Once installed, the Python will make short work of your trip to the boat launch with an average 0-60 time of 4.5 seconds. Once you get to the yacht club, stun your high society friends by driving the Python straight into the water, pressing one button to retract the wheels and another to start the jet. You’ll be gliding on a bright blue highway in seconds. Far from a glorified Amphicar, this baby can do 60 mph on the water.
In addition to being one of the absolute coolest toys we’ve ever seen, we can imagine high-speed police chases in L.A. might get a bit more interesting if suspects choose a Python as their getaway car.

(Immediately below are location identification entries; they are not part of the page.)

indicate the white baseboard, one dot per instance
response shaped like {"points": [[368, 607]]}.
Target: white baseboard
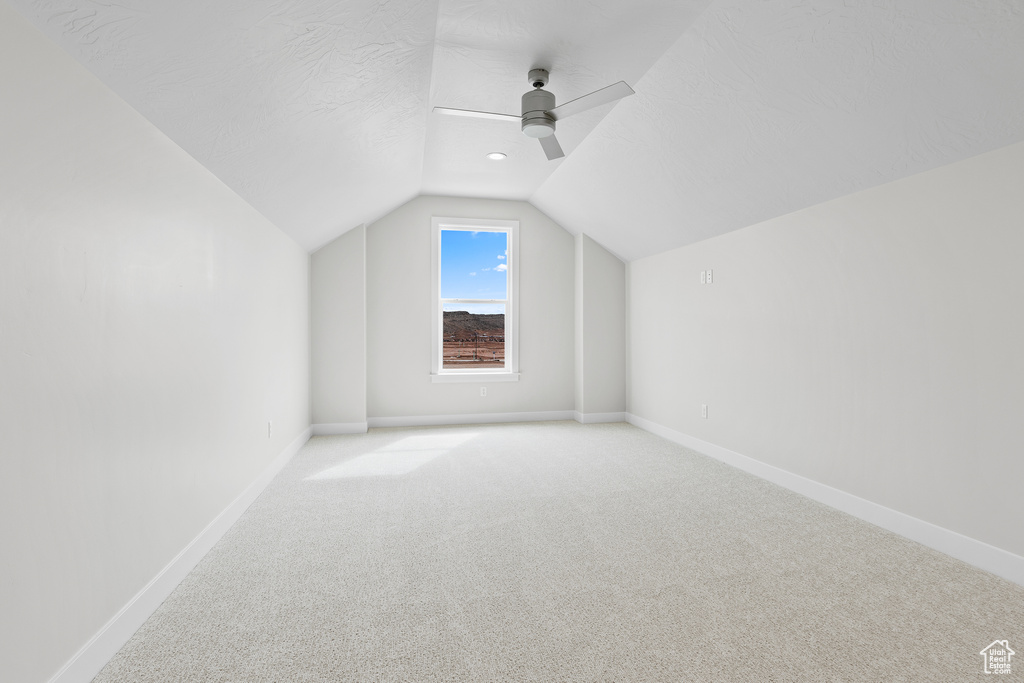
{"points": [[475, 419], [84, 666], [977, 553], [595, 418], [332, 428]]}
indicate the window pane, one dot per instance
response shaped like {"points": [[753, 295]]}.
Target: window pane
{"points": [[474, 264], [473, 336]]}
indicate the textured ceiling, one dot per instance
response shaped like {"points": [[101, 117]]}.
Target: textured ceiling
{"points": [[762, 109], [317, 112]]}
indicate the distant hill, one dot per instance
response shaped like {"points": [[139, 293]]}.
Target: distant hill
{"points": [[463, 324]]}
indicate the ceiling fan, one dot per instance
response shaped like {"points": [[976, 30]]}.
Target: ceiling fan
{"points": [[540, 113]]}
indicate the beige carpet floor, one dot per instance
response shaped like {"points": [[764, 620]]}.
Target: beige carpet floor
{"points": [[560, 552]]}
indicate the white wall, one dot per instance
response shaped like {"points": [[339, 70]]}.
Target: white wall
{"points": [[151, 325], [600, 342], [872, 343], [398, 311], [339, 334]]}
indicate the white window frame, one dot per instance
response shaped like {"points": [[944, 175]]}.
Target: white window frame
{"points": [[511, 371]]}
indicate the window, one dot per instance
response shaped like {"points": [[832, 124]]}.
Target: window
{"points": [[474, 300]]}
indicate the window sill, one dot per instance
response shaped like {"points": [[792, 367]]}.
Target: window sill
{"points": [[474, 377]]}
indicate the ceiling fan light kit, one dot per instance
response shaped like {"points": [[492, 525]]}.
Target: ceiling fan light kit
{"points": [[540, 114]]}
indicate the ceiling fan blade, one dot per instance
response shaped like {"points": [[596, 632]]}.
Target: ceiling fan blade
{"points": [[596, 98], [477, 115], [551, 147]]}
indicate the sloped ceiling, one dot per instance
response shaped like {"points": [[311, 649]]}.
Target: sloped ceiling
{"points": [[317, 112]]}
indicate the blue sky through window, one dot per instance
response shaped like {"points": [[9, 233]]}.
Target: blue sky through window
{"points": [[474, 265]]}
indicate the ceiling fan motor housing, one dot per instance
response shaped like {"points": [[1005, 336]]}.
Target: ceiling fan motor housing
{"points": [[536, 120]]}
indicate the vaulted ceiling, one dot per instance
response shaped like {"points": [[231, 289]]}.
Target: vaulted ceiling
{"points": [[318, 112]]}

On land, the Python is a custom-built hot rod that looks like a cross between a Chevy Avalanche and a Corvette. Out on Lake Havasu, where you just know one of these will show up, it’s a 20 foot luxury boat appointed with a polished wood dashboard and a leather wraparound bench seat — just like the Chris Craft you keep at your house in the Hamptons. Sadly, air conditioning, an automatic transmission and a hardtop are not currently available.
We’re especially amused by the dual set of safety and regulatory guidelines that apply to an amphibious motor vehicle. Headlamps and turn signals are to be used on land but green and red nautical lights are for use on the water. Not only do owners of the Python need to register their vehicle as both a car with license plates and a boat with marine stickers, but special amphibious vehicle insurance must be purchased unless owners want to buy both a car and boat policy.
On paper, the Python appears to be twice as fast on the water than its closest competitor, the Gibbs Aquada. We wonder how long it will be before someone smashes Sir Richard Branson’s record of crossing the English Channel in an amphibious automobile that he set in his Aquada back in 2004.